И все-таки, несмотря на то, что все номера Валентина были мною достаточно хорошо изучены за эти годы, я ловила себя на том, что мне интересно слушать эти рассказы, пусть даже известные с первого до последнего слова.
В тот вечер мы долго еще сидели у моих родителей.
Я говорю у моих родителей, потому что это был уже не мой дом. Я переехала к Валентину.
Как раз к тому времени его мать вернулась из командировки.
Она была немногословна, острое костистое лицо, очки в толстой оправе, редкая улыбка. Типичная ученая дама.
— Вот, — сказал Валентин. — Вот, мама, моя жена!
Она оглядела меня с ног до головы. Протянула мне руку. У нее было крепкое пожатие, сильная ладонь. Она сказала, обращаясь к сыну:
— Ты всегда отличался хорошим вкусом.
Я почувствовала, что краснею.
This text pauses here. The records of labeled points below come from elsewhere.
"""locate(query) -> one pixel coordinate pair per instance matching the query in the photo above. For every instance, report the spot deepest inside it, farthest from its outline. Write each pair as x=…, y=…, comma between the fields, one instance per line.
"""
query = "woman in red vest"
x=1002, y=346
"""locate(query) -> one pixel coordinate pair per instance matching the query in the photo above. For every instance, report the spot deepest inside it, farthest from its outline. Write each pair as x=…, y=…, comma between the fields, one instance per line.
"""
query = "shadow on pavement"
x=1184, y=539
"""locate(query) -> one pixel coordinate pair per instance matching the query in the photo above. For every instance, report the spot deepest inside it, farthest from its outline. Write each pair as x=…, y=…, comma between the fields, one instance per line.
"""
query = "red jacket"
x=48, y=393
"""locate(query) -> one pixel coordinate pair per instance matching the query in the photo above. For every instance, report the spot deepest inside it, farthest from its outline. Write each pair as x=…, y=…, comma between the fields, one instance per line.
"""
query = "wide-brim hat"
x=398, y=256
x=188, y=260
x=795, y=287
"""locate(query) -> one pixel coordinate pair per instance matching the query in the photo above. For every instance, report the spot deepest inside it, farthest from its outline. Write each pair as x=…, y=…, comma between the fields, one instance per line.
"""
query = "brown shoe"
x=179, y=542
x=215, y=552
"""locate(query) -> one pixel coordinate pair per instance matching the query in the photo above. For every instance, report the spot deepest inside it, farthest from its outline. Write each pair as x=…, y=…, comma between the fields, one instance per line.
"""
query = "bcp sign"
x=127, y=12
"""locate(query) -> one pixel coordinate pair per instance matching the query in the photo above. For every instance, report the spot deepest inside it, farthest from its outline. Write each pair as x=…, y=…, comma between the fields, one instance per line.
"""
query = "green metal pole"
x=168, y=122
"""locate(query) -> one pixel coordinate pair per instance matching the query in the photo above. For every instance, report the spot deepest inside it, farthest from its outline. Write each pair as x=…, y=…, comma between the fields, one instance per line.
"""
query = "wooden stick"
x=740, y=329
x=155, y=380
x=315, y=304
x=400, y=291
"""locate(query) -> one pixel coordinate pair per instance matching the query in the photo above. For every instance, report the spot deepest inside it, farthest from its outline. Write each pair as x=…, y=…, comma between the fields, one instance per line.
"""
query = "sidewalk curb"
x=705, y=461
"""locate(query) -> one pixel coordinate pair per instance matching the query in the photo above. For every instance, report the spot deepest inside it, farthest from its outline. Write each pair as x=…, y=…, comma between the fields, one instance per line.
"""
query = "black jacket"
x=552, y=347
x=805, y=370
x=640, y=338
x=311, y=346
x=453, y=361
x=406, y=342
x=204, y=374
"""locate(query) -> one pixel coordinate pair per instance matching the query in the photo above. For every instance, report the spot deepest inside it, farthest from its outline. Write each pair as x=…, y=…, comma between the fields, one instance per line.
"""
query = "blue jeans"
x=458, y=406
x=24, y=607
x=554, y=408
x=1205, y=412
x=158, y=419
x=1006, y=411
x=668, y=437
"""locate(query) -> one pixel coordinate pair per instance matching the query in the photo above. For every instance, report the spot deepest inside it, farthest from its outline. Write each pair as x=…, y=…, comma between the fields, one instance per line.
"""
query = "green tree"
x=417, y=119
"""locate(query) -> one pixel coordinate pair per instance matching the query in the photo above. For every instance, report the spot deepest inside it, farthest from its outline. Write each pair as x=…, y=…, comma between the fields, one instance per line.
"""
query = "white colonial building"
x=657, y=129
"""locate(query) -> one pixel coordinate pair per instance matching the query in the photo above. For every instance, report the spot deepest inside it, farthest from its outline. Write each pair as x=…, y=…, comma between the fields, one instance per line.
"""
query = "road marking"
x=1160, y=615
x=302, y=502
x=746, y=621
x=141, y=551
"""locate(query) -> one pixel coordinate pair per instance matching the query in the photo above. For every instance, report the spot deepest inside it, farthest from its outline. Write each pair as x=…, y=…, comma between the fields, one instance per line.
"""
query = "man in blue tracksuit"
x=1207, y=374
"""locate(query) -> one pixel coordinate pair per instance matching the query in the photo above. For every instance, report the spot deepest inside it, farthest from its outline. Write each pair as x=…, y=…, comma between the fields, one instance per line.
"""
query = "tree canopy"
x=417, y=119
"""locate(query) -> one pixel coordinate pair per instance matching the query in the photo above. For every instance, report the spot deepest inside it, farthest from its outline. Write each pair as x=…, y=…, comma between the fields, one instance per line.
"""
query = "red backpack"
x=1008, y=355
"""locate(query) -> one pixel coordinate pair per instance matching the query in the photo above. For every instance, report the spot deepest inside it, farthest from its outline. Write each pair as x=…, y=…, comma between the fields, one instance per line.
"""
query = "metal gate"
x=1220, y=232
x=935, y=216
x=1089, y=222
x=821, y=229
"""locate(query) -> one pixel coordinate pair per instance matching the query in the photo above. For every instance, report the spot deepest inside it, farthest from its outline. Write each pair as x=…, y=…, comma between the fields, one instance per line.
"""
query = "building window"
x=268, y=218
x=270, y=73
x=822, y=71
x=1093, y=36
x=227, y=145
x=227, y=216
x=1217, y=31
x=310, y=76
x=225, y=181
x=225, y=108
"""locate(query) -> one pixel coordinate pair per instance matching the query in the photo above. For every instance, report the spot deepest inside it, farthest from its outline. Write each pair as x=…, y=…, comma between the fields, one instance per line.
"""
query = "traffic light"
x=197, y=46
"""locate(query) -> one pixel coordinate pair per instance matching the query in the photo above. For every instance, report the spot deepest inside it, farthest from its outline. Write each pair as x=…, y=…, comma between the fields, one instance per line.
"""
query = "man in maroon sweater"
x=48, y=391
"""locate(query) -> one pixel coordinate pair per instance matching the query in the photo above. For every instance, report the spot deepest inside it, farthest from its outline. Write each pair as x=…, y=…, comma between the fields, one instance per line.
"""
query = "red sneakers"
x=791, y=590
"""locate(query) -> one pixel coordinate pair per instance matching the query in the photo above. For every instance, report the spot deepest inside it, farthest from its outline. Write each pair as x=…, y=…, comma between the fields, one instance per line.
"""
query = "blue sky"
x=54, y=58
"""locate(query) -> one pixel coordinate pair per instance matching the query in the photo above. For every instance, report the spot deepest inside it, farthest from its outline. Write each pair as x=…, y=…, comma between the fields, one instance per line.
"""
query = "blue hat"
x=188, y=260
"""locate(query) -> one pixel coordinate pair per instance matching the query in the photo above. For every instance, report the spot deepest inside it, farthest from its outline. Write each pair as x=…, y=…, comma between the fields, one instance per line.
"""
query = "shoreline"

Даже Валентин, я заметила, вдруг растерянно заморгал глазами. А она продолжала невозмутимо:
— Я имела в виду твое уменье хорошо и правильно организовать свою жизнь.
Она еще раз посмотрела на меня, слегка улыбнулась. От улыбки ее костистое лицо стало словно бы мягче, женственней.
— Дорогая, я ничего иного не имела в виду. Верите мне?
Я кивнула ей. Я уже сразу поняла, что мы с нею сумеем удержаться на параллельных линиях корректных и добрососедских отношений. И соблюдать к тому же известное уважение друг к другу. А это уже не мало…
Наше совместное житье-бытье с Валентином складывалось таким образом: с утра он уходил в свой институт, сам себе готовил завтрак, сам мыл и убирал посуду на кухне, этому он был приучен старухой домработницей, прожившей у них в доме без малого тридцать лет и лишь недавно, года два тому назад, умершей.
Я вставала в одно время с Вероникой Кузьминичной, сперва наводила порядок в нашей комнате, потом готовила завтрак ей и себе, потом она уезжала в свой НИИ, я же шла за покупками. Потом готовила обед. Я была не из самых лучших хозяек, и обеды у меня получались весьма примитивные: брошу кусок мяса в кастрюлю, залью водой, как закипит, засыплю какой-нибудь крупой — это суп, положу другой кусок мяса на сковородку — это второе. Гарниром ко второму служили картошка, макароны или рис.
После обеда мы пили чай с конфетами или иногда с пирожными. А на ужин ели колбасу, или я варила сосиски или две пачки пельменей на троих и, разумеется, кефир. Иногда я жарила картошку.
На мое счастье, ни Валентин, ни его мать не были привередливы и не требовали от меня каких-либо разносолов. Беспрекословно съедали все, что я ставила на стол, не обсуждая мои кулинарные способности и никогда не подсмеиваясь надо мной.
С Вероникой Кузьминичной, как я и предполагала, у нас установились лишенные какого бы то ни было тепла, именно самые что ни на есть добрососедские отношения.
Она была вообще сухой, сдержанной по природе, единственная ее отрада, единственный смысл жизни заключался для нее в ее работе. Лишь потом, на втором месте, шел сын.
По-своему он любил мать. Называл ее «Наш Ломоносов», «Наш Фарадей», подшучивал над ее подчас нелепыми костюмами (ее отличало полное отсутствие вкуса и понимания, что можно и чего нельзя носить в ее возрасте), однако, я видела, он привязан к ней и, когда она уезжала в командировки и от нее подолгу не бывало известий, он искренне беспокоился.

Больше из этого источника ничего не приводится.